This article first appeared in CNBC TV-18 on May 24, 2021 and can be accessed here.
Last month, one of the holiest places in the world became the site of violence as Israel and Palestine have engaged in the worst bout of conflict since 2014. Over 240 people were killed (mainly in Gaza) in 11 days before a ceasefire was announced between the two countries. As Hamas fired rockets towards Central and Southern Israel, Israeli airstrikes and bombs in Gaza brought massive destruction to property and Palestinian lives. Yet, when the ceasefire was announced, both sides declared victory. On the international front, countries have been quick to pick sides, depending on their traditional positions, with the US backing Israel and most Middle Eastern countries supporting Palestine.

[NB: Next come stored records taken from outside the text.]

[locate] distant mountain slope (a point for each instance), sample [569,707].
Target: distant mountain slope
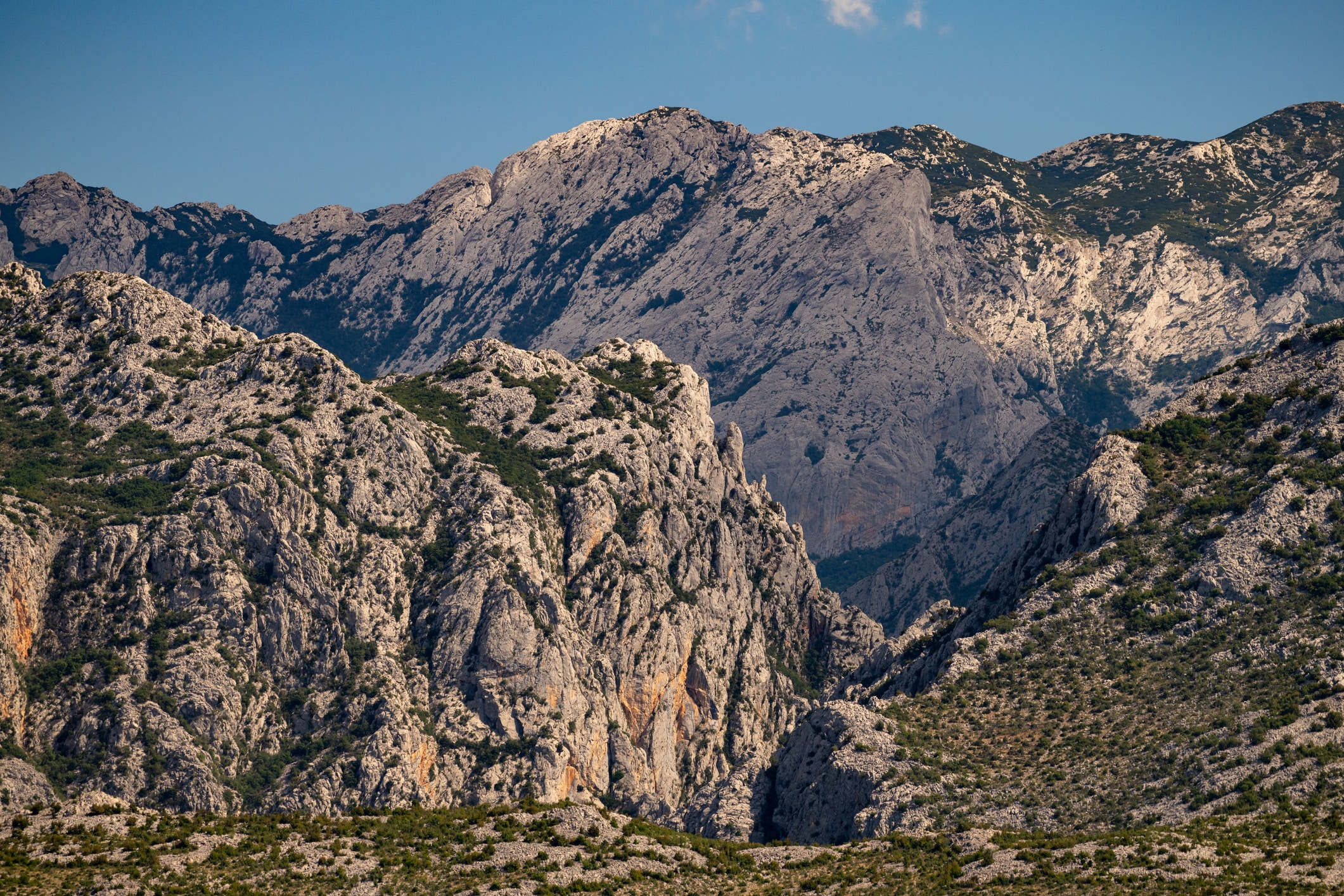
[889,316]
[1168,648]
[954,561]
[241,578]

The Chinese foreign minister Wang Yi, at the United Nations Security Council (UNSC), even offered to host peace talks between the two sides. Chinese Foreign Ministry Spokesperson Hua Chunying criticized the US, who vetoed the Security Council resolution to stop hostilities. The Chinese side also outlined a four-point framework that focused on the ceasefire, humanitarian aid, international support, and the acceptance of the ‘two-states’ principle. China has been working to be seen as a neutral mediator in the issue.

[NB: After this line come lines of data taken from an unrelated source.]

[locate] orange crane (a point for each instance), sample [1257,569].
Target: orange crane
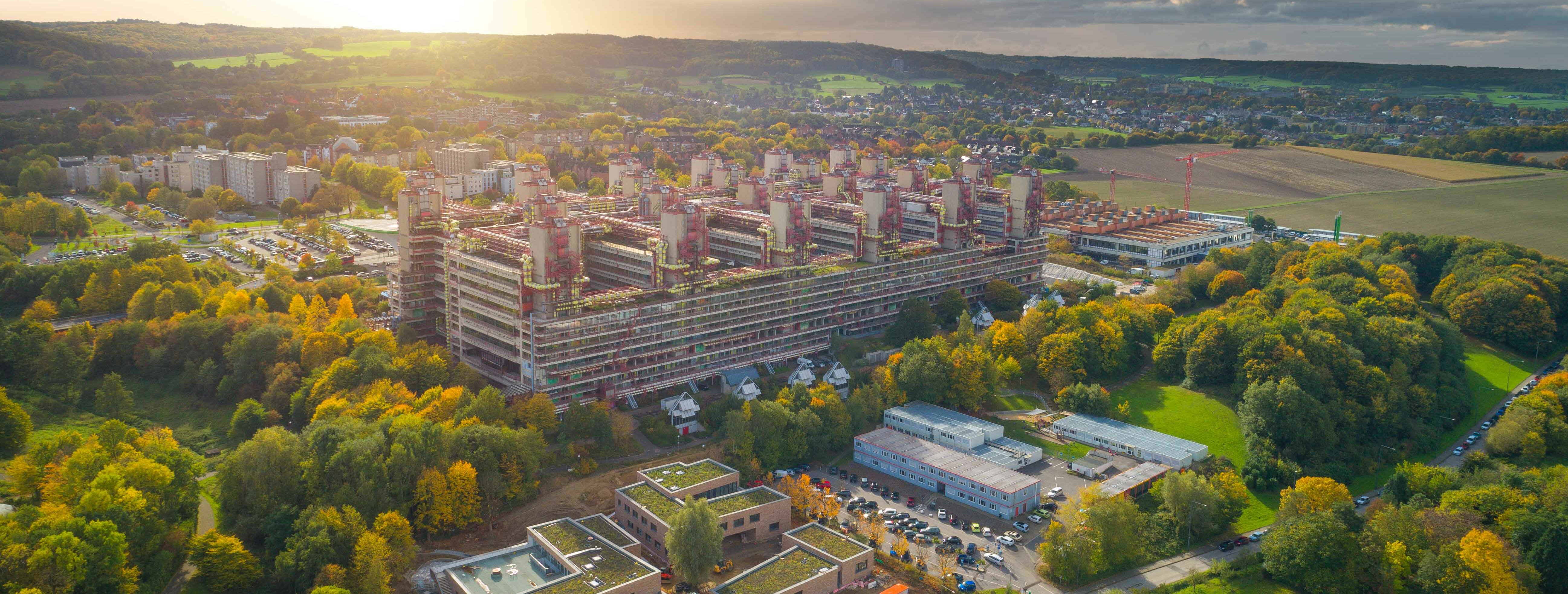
[1125,175]
[1186,198]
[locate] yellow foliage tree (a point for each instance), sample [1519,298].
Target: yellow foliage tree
[1311,494]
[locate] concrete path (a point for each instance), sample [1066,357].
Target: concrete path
[205,523]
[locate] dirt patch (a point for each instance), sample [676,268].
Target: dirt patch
[560,496]
[60,102]
[1272,173]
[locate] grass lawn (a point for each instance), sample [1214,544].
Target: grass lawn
[197,425]
[1012,402]
[1194,416]
[275,59]
[1492,374]
[1431,168]
[1525,212]
[368,49]
[102,225]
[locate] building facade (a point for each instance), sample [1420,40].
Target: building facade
[962,477]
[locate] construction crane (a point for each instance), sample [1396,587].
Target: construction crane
[1186,198]
[1125,175]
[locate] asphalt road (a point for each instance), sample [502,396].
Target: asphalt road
[1018,568]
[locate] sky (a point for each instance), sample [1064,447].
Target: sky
[1521,34]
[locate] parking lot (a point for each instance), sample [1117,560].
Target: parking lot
[1018,562]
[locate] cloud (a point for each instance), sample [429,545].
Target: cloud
[1249,49]
[1478,43]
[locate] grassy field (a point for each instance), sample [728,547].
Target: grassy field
[1010,402]
[1490,372]
[1429,168]
[366,49]
[274,59]
[1525,212]
[1252,82]
[378,81]
[1194,416]
[29,77]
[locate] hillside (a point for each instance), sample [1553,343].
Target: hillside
[1307,73]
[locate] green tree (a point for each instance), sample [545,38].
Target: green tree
[695,543]
[949,306]
[1003,297]
[114,399]
[1313,552]
[223,563]
[248,417]
[16,425]
[915,322]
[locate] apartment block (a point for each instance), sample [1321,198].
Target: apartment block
[460,157]
[250,175]
[297,183]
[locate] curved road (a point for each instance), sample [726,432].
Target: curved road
[205,523]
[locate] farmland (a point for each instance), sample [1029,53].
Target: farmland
[1252,82]
[1272,175]
[1429,168]
[1525,212]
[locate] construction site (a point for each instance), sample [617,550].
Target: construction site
[617,297]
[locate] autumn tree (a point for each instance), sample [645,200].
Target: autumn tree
[695,541]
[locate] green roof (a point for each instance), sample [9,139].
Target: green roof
[603,527]
[828,541]
[774,576]
[656,502]
[609,566]
[681,476]
[742,501]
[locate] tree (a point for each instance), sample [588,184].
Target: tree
[465,491]
[371,573]
[1311,494]
[16,425]
[949,306]
[112,400]
[915,322]
[201,209]
[1550,557]
[695,541]
[1313,552]
[223,563]
[1227,284]
[539,413]
[1003,297]
[248,417]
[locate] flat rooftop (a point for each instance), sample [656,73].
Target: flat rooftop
[1119,433]
[1131,479]
[948,460]
[938,417]
[778,573]
[507,571]
[681,476]
[828,541]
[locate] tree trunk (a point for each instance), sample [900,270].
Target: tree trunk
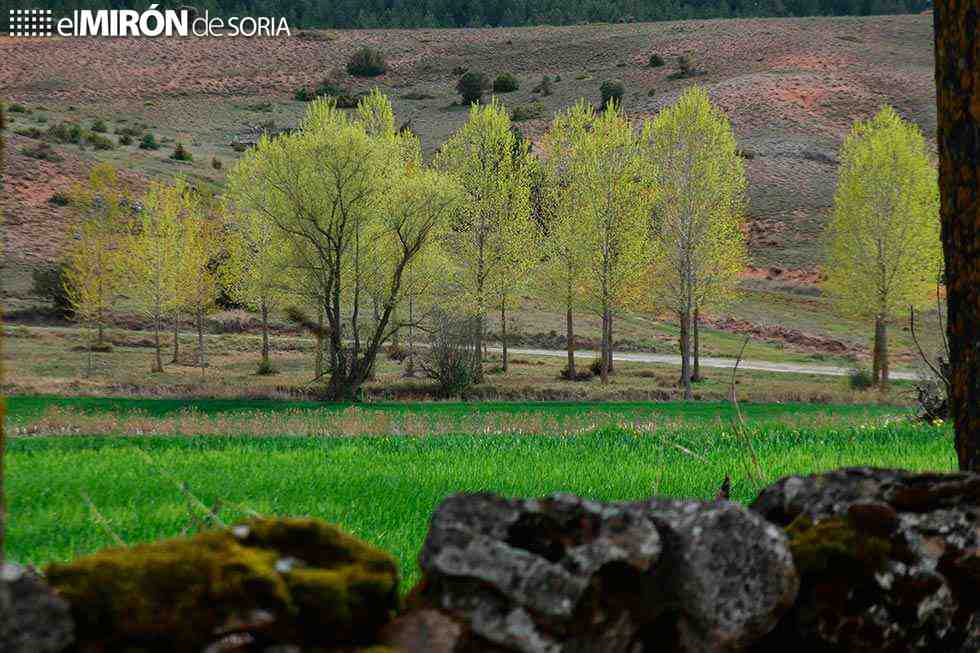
[176,341]
[604,350]
[958,92]
[695,327]
[685,318]
[570,343]
[158,359]
[503,334]
[318,347]
[202,357]
[609,349]
[880,372]
[266,364]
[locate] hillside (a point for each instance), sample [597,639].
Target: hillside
[792,88]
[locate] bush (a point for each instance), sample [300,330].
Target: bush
[49,286]
[580,374]
[149,142]
[454,360]
[396,353]
[366,62]
[471,86]
[543,87]
[859,379]
[98,141]
[527,111]
[41,151]
[506,83]
[65,132]
[181,153]
[612,90]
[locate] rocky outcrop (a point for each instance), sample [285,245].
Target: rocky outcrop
[889,560]
[33,619]
[565,574]
[264,583]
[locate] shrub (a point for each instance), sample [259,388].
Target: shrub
[366,62]
[580,374]
[181,153]
[453,359]
[59,198]
[49,286]
[149,142]
[543,87]
[471,86]
[98,141]
[859,379]
[396,353]
[506,83]
[65,132]
[41,151]
[527,111]
[612,90]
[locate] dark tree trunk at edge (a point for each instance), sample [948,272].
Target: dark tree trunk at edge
[957,51]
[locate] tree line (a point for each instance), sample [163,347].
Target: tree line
[344,227]
[502,13]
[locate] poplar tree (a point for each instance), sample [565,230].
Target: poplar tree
[883,245]
[92,273]
[151,257]
[699,183]
[493,234]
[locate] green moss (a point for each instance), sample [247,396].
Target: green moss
[317,583]
[835,545]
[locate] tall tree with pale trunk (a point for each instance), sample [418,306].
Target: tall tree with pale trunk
[92,272]
[151,257]
[957,48]
[603,187]
[883,244]
[699,184]
[492,236]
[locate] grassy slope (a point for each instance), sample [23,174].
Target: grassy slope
[384,488]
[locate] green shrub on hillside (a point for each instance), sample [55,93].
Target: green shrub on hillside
[506,83]
[471,86]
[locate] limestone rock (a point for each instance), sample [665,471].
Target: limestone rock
[888,560]
[263,583]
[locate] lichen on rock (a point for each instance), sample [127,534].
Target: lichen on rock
[295,581]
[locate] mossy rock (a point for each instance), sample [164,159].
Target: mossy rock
[836,546]
[296,581]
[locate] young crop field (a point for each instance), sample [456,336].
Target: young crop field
[73,494]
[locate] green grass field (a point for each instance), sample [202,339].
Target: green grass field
[383,488]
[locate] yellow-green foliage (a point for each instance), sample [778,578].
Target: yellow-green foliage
[699,198]
[835,546]
[883,247]
[321,587]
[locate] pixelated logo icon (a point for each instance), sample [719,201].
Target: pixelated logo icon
[30,22]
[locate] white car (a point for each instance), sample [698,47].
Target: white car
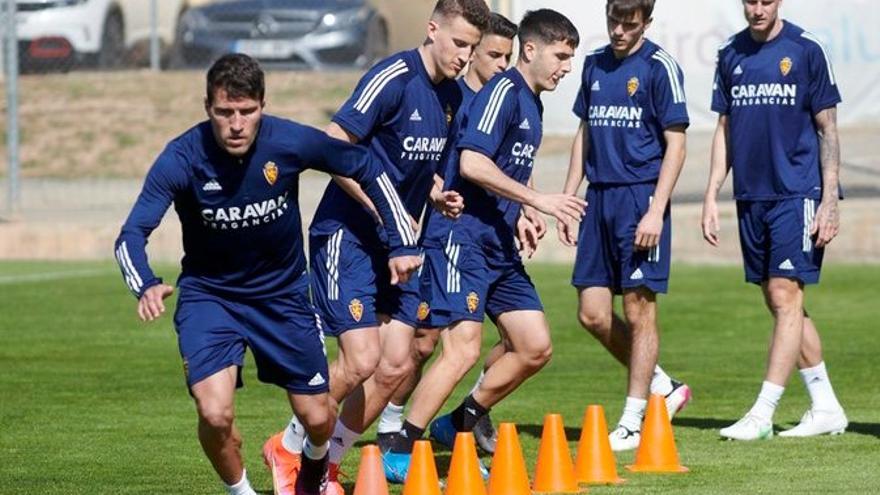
[57,34]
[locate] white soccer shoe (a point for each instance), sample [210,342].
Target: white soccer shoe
[815,422]
[750,427]
[622,438]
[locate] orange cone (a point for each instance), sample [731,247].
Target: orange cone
[464,470]
[555,471]
[422,476]
[371,478]
[657,452]
[508,475]
[595,462]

In the first half Cold War, China under Mao Zedong supported Palestine as it saw Israel as part of the “imperialist West.” China was the first country outside the Arab world to diplomatically recognize the Palestine Liberation Organisation (PLO) and provide it with arms and training. From the 1980s onwards, it reduced its support and worked towards normalization of relations with Israel. China finally established relations with Israel in 1992, and since then, relations between the two countries have spiraled, with Israel even agreeing to be part of the Belt and Road Initiative. China is one of Israel’s largest trading partners, particularly on technology projects. However, it has also received much of Washington’s pressure to delink hi-tech and defense industries from Chinese investment.
On the other hand, it has not recognized Hamas and voted for Palestine to receive observer status at the UN. China perceives itself as a neutral party on the issue – one with a history of conducting business deals with countries that are bitter feuds. As China depends heavily on the Middle East for its energy supplies, it has also expressed a desire to be part of the peace process in the region.

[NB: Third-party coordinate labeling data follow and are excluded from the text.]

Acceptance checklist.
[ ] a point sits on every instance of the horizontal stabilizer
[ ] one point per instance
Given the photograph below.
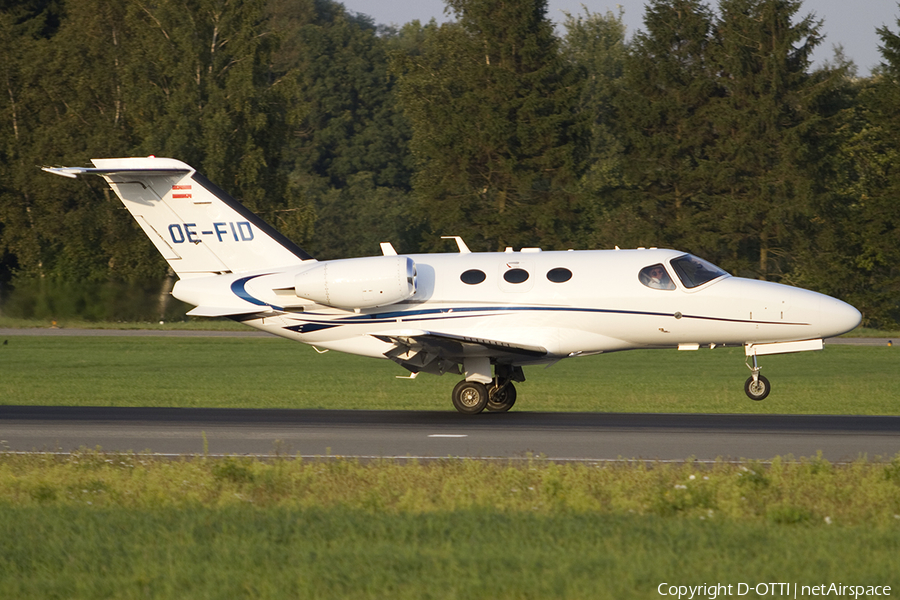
(197, 227)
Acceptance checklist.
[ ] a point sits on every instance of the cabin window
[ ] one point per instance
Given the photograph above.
(694, 272)
(516, 276)
(472, 276)
(656, 277)
(559, 275)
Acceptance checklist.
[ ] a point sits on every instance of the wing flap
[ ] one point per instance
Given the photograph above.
(452, 346)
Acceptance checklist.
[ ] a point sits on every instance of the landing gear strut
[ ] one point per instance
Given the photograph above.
(498, 395)
(756, 387)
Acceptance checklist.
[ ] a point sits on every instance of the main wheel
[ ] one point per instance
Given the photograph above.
(470, 397)
(503, 400)
(759, 389)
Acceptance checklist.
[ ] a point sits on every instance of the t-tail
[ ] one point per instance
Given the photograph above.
(198, 228)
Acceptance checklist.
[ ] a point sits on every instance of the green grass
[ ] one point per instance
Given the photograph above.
(96, 525)
(191, 324)
(271, 372)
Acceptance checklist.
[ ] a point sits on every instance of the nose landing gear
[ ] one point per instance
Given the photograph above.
(756, 387)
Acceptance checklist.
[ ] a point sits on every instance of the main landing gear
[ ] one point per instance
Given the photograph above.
(756, 387)
(498, 395)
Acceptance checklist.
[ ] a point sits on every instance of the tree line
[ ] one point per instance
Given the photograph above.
(707, 131)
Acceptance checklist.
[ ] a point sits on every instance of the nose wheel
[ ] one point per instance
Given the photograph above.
(756, 387)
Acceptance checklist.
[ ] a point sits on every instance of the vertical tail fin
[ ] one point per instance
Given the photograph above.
(198, 228)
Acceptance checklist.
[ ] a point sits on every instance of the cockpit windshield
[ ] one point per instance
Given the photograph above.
(694, 272)
(656, 277)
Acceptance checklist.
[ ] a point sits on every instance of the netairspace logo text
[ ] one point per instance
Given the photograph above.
(788, 590)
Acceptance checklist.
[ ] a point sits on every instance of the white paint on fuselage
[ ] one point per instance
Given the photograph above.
(603, 307)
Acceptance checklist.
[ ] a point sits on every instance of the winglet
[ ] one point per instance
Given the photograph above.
(463, 249)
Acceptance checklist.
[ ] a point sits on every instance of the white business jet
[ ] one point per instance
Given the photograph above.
(481, 315)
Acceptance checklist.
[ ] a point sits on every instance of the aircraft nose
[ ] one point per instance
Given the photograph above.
(838, 317)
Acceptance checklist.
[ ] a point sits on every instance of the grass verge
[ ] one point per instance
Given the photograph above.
(275, 373)
(127, 526)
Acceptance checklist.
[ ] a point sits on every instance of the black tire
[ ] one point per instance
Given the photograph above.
(470, 397)
(501, 401)
(758, 390)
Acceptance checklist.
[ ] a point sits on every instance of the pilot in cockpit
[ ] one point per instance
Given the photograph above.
(656, 277)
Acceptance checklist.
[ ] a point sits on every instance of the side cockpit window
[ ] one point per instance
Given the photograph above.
(694, 272)
(656, 277)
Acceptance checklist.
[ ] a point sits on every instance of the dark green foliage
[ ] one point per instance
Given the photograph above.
(498, 143)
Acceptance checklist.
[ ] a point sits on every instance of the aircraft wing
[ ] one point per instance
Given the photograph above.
(439, 353)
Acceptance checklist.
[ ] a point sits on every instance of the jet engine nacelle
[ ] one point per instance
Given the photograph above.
(358, 282)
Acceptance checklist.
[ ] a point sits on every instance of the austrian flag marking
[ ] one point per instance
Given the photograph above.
(181, 187)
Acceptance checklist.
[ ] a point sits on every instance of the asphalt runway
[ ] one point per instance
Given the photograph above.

Like China, India also supported Palestine as a non-aligned country and established full diplomatic ties with Israel only in 1992. However, relations with Israel did improve – with Israel now the third-largest arms provider to India. Since 2014, the government has also shifted its stance in intensifying relations with Israel. Another common point to note is that among the Chinese and Indian public, there is admiration for the Israeli population, for their technological prowess and their ability to defend themselves against terrorism. When Benjamin Netanyahu thanked the leaders of 27 countries for backing Israel, many Indians were surprised to note the absence of the India flag. That is because India has walked the tightrope in the current crisis – it has stressed the two-state solution but left its statements vague enough not to condemn Israel or Hamas.
While the United States typically takes the Israeli side in any crisis, the former American President Donald Trump was specifically anti-Palestine as he recognized Jerusalem as the capital of Israel. Now, Joe Biden has re-emphasized the two-state solution, though he also states that there was no shift in the commitment to Israel. While the Democrats in the United States have moved left on Israel policy, it is unlikely that there will be massive shifts in America’s policy, soon.